Thursday, August 8, 2013

Simple C++ smart pointers

C++ smart pointers are a wonderful thing.
I suspect that the previous sentence freaks us out, doesn't it?

Plain C/C++ pointers can easily become a nightmare as well, right?
Garbage collection may be ecological, but it sucks for computer science!

There are probably many incarnations of smart pointers, such as the deprecated C++03 (ISO/IEC 14882) auto_ptr and Boost's. Nevertheless, I dare say it is (or should be) clear that none of them are fully satisfactory in terms of a good balance between software engineering and performance. I'm not yet familiar with C++11, but I believe that by incorporating many of the TR1 proposals (originally/derived from Boost) the issue persists.

The C++03 auto_ptr fails by design. There are plenty of excellent authors thoroughly explaining why. Although a good attempt, it was a disaster and also very disappointing.

Boost smart pointers fail on performance because their implementation relies on virtual functions (which introduces inefficiencies) for coping with the optional deleter constructor argument. In fact, the extensive and complex implementation more than outweighs the convenience of a single class object with an optional deleter.

In my opinion it's much better to have two distinct classes of smart pointers objects, with and without the deleter, but no optionals. But wait a minute, I believe what I really need just the version with the deleter. There's no gain mixing up the automatic and manual lifetime management of the pointed to object. Isn't that obvious? This way there's no additional indirection on every access due to virtual functions calls.

I'm glad that Solaris Studio doesn't offer TR1.
I don't care anymore building Boost on Solaris either.
I prefer to implement my own lean and mean smart pointers.

I start with the most fundamental issue: automatic deallocation.
On another post, I attempt the more advanced version using reference counting.
Here's one implementation:

typedef void ( * deleter ) ( void * ); 
 
templatetypename T, deleter D = ::operator delete > 
struct pointer
{
    explicit pointer( T * const p ) throw() : 
        p( p ) 
    {
    }

    ~pointer() throw()
    {
        D( p );
    }

    operator T * () const throw()
    {
        return p;
    }

    T * operator -> () const throw()
    {
        return p;
    }

private:

    T * const p;

    pointer();
    pointer( pointer const & );
    pointer & operator = ( pointer const & );
};

Even on this simple lean and mean (elegant) smart pointer implementation there are many important aspects involved, such as:

  • The constructor takes a T * although many allocators do return void *.
    This is intentional for taking advantage of the C++ strong type checking.
    The trade-offs simply don't justify supporting void * at all.
      
  • It doesn't use reference counting.
    As such, copying & assignment must naturally be prevented.
    My convention is to specify these constraints as the last declarations.
       
  • It isn't intended to be extended by derivation.
    Its destructor isn't virtual which buys some extra performance.
       
  • By default, I'm storing a deleter as a simple function pointer instead of a wrapping function object.

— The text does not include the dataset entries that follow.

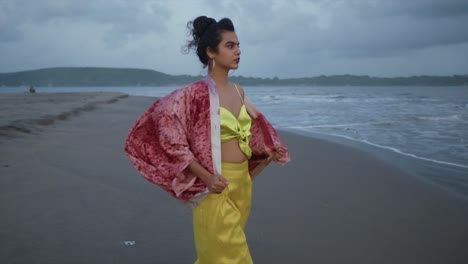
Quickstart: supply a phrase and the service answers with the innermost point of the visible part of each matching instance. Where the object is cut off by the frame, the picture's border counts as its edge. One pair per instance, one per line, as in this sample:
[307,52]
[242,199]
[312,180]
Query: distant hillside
[89,76]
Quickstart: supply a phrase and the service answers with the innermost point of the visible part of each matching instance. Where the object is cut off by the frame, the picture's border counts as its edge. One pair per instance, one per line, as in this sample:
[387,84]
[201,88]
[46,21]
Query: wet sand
[68,194]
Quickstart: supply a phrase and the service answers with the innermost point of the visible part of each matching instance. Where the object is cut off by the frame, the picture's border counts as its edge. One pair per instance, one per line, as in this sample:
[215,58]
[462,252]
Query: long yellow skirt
[219,220]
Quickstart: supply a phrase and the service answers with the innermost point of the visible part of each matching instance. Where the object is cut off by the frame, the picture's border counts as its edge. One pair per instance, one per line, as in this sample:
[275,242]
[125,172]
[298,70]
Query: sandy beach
[69,195]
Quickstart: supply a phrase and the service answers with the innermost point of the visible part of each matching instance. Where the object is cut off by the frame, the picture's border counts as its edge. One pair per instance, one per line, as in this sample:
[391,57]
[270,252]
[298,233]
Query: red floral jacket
[184,126]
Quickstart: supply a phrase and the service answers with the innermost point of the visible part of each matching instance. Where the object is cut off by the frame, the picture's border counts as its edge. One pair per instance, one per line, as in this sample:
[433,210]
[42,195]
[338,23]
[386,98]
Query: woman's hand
[217,183]
[278,154]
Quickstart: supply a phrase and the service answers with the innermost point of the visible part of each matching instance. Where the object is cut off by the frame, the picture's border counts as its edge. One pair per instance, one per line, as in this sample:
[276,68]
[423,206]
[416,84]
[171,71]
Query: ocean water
[428,124]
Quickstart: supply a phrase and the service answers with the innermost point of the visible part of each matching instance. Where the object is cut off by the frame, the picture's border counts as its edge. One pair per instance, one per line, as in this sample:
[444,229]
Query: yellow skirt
[219,220]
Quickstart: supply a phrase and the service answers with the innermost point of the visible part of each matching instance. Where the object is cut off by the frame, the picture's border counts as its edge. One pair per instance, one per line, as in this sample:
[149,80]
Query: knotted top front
[232,127]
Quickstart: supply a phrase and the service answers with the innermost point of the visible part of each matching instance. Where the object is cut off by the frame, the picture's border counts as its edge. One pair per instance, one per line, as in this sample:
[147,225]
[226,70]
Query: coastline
[68,194]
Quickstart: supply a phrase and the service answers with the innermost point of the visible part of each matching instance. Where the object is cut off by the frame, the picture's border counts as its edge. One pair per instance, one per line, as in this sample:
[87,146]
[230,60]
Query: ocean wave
[439,118]
[396,150]
[345,125]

Of course, there's a reason for this decision: most of times, internally, a raw pointer is all that's necessary. An exception to this case is shared memory, which is manipulated via an integer handle, thus consisting on a special case. With this decision there's absolutely no waste of space with state information ( sizeof( pointer< T > ) == sizeof( T * ) ), nor any performance degradation upon deletion. If needed, to get rid of extern "C", an appropriate wrapping C++ function suffices. At least in Oracle Solaris Studio 12.3, the wrapping C++ function can be declared inline (against the C++03 Standard requiring non-type template arguments to have external linkage) as long as the pointer class template using it as a deleter isn't reused as a base class of another class template declaration. In time, I must also mention that the deleter could also be a custom T::operator delete from a class object.
       
  • It isn't intended to cripple programming or obfuscate implementation.
    The absolute minimal requirement are operators -> and T *.
    Hence, most operations are naturally granted, except &.
    Of course operator T * is danger if misused.
    
Of course this implementation is not bullet proof against an evil or undisciplined programmer, if any other current implementation out there is so, after all. In my opinion, it's part of the price to pay for top performance, efficiency and simplicity. But this implementation is also reasonably flexible. I say so because having a custom deleter as a template parameter, causes different deleters to imply different smart pointers types. Therefore, if used with STL containers (the upcoming variant with reference counting and copy & assignment semantics) it won't support "heterogeneous" elements such as Boost smart pointers. But that kind of Boost's flexibility doesn't pay the price for the added complexity and overhead necessary to support such functionality.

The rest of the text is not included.